Most of the announcement dealt in headline terms – talking about millions of pounds worth of cuts to government departments, but not saying exactly where they will be made.
For instance, councils have been told that they will have to cut £500 million worth of services in the next 10 months. In the absence of concrete details, there is lots of speculation about where these cuts could come – such as in residential and home care for the elderly, according to a report in today’s Times.
This would seem likely – a recent poll for the BBC’s Panorama said that more than half of councils were considering making cuts to adult social care provision.

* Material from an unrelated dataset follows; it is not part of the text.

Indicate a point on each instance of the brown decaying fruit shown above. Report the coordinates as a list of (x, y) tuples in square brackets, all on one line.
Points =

In practice, it may mean that eligibility criteria gets ramped up again, so that only those with ‘substantial’ or ‘critical’ needs will get services – which already happens in many council areas. Also, services such as day centres may be targeted for cuts, as will any service that struggles to demonstrate it provides value for money.
With budgets needing to be slashed other areas, such as the roll-out of the personalisation agenda, may be hit. There is the £237 million Social Care Reform grant scheduled for this year, and there is speculation that might be cut, according to a report in Community Care.
Meanwhile, children’s services were largely protected from the cuts, except for the abandonment of the Child Trust Fund, which wasn’t that popular anyway.
But this is just educated speculation. I assume the details of the cuts will gradually come out in the next few days and weeks, which should shed more light on what will happen and then councils – and service users – can start to plan for the future.
But what is certain is that these are only the first cuts – and not necessarily the deepest. June’s emergency Budget is expected to announce further spending cuts, while with the Comprehensive Spending Review – which sets out council budgets for the next 3 years – there are fears that council funding could fall off a cliff.